Loading and Unloading modulefiles¶
Loading and unloading modulefiles can be done using the module command the subcommands load and unload. In this example, the Intel C compiler is named icc:
$> icc
-bash: icc: command not found
$> module load compilers/intel
$> icc
icc: command line error: no files specified; for help type "icc -help"

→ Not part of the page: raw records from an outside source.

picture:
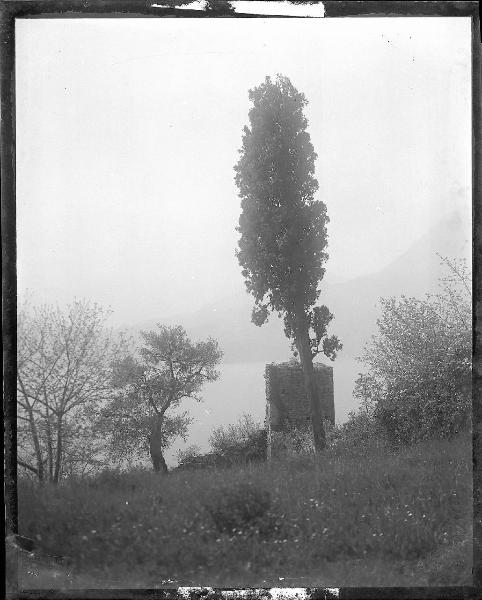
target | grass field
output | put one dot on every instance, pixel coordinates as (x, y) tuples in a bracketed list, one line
[(397, 518)]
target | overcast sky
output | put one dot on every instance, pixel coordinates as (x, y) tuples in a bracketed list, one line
[(128, 130)]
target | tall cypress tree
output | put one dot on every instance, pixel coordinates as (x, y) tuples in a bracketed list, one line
[(282, 246)]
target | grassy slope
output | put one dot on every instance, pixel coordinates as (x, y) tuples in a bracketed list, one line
[(393, 519)]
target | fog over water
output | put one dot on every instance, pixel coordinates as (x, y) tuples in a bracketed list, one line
[(127, 134)]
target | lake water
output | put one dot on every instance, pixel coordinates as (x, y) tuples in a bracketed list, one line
[(241, 389)]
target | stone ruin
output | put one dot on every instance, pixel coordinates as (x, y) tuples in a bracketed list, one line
[(287, 406)]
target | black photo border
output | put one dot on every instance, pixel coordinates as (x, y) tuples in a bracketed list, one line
[(64, 9)]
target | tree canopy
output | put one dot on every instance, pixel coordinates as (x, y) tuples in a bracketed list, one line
[(64, 362)]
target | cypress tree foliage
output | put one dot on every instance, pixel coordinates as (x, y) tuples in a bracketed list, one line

$> module unload compilers/intel
$> icc
-bash: icc: command not found
As shown in the above command, initially the icc commands could not be found. After loading the module, icc could be found (although I gave it no input so it gave me an error), and as expected after unloading the module icc could not be found anymore. For more information about module subcommands see the module manpage (man module)
Using modulefiles through qsub¶
Modulefiles can be used through the scheduler just as on the command line. In your batch shell script (see Running Jobs for details) you can place the module load/unload or any other module subcommand directly before you executed commands.